I only glean the message boards on occasions, and I've even gone to 3 months visiting my oncologist(s).

I hesitate to change my monthly blood test routine, because I'm so superstitious, I know if I don't go monthly, my MCL will take a turn for the worst, and I won't catch it. So I keep going. Plus it's the only thing that seems of any value.

My only saving grace is I'm still mostly healthy, but if I'm already suffering from such patient fatigue (I've been doing this for 8 years and 8 months), I can't even begin imagine what you're going through, or what it's going to be like when [if] I become a real patient.

And BTW, look into Forteo for the osteoporosis. My aunt used that for awhile, and it seemed to be of benefit for her.

There's also Zometa and Aredia, but I'm not sure they would be applicable. They're used in the treatment of Multiple Myeloma, and there are some significant side effects, including potential kidney problems.

Best wishes,

Nelle said...

Susan, There are many medications for osteoporosis, my mother has taken them for many years. Can they give you something for that? My bones are fine except for the ones where I got massive radiation (my shoulder and sternum.) My sternum was so soft when the doctor had to "saw threw it" he said it fell apart and he was shocked at how thin he was. He triple wired it back together. I try to be very cautious but let's face it, accidents will always happen. We can take precautions and I do. I dont' life heavy objects anymore either. This year I have followed your blog and have found someone so full of grit that it inspires me. Hope you have a great trip to West Va. and a wonderful holiday season.

Ann said...

I think I suffer from the same malady. There are weeks where I think, "Really? More blood work, more tests, blah, blah, blah." I know it's all because of the frequency of my visits of late and that it will get better. I'm also osteopenic and my survivor's coordinator suggested walking 30 minutes a day to help build bone density. I know a lot of other patients who are taking fosamax or boniva for their bone density issues. It's definitely something you should look into. Sending hugs.

Unknown said...

Susan,

I understand about the "fatigue" but when you're ready, ask lots of questions about bone meds. They're not all what they're cracked up (pun intended)to be.

Petrea Burchard said...

Susan, I'd have been tired of being a patient after a couple of months. You have a right to be tired of it.

As for the bone meds, I'm on Boniva. Now Idelle's got me worried. I'll ask some pointed questions on my next visit.

Anonymous said...

One of the things about this blog that always keeps me coming back is the blend of pragmatism and optimism. That's a spirit I believe in.

Jean Spitzer said...

Sounds like, despite the fatigue, you're doing amazingly well. Inspirational, for sure.

Happy holidays.

Unknown said...

Someone needs to change the design on that needlepoint pillow kit:

YOU CAN NEVER BE TOO RICH OR TOO THIN.
(The second part does not apply to bones.)

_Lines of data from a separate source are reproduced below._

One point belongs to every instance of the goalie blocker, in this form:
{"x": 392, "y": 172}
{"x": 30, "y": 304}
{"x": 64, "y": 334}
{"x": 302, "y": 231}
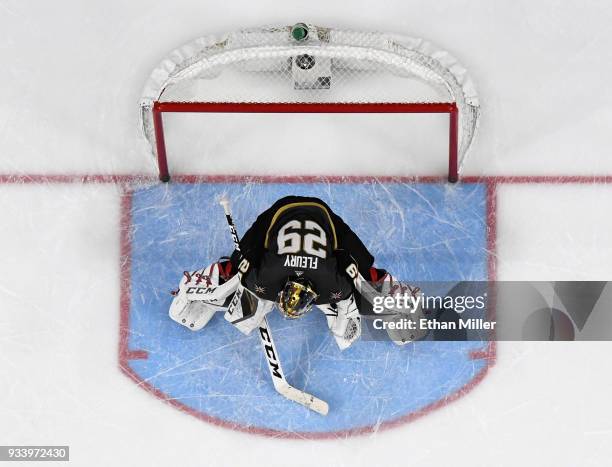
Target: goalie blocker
{"x": 298, "y": 253}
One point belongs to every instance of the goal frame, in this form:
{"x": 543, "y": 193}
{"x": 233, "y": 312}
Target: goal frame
{"x": 450, "y": 108}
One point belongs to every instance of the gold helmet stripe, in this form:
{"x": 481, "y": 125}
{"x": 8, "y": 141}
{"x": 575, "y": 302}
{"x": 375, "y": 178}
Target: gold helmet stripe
{"x": 295, "y": 205}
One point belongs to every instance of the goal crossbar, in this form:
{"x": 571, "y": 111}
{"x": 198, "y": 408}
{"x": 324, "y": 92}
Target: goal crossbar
{"x": 450, "y": 108}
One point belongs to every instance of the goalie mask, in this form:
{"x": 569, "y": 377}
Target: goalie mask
{"x": 296, "y": 299}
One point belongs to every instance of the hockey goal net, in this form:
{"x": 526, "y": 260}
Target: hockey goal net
{"x": 305, "y": 69}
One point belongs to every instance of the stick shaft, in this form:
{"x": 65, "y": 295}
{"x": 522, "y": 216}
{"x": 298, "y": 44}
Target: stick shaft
{"x": 265, "y": 335}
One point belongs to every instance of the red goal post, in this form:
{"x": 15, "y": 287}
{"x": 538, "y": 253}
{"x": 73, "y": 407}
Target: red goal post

positive affirmation said...

I forgive myself
As I forgive myself. I leave behind all feelings of not being good enough, and I am free to love myself.

Rachel Pappas said...

Very humanly written. I think anyone who'se been through treatment can relate - or anyone who'se been burnt out for any reason. You give me good ideas for my website: www.1UpOnCancer.com I hope you and anyone interested in survivor stories and issues will visit. Wishes for good luck and good health. Rachel.

Katie said...

I can relate to you being tired of being a patient. I am a leukemia survivor. Half way through my treatment, I wanted to give up. I was tired of needles, nurses, and pain. I have a blog at http://katiessurvivorspot.blogspot.com/ for people to discuss the trials of cancer. I wish you the best with the rest of your patient career.

Chris said...

Any news on how Susan is doing?

Rommel Peter Fernandes said...

I hope that everything is okay. When will you be blogging again?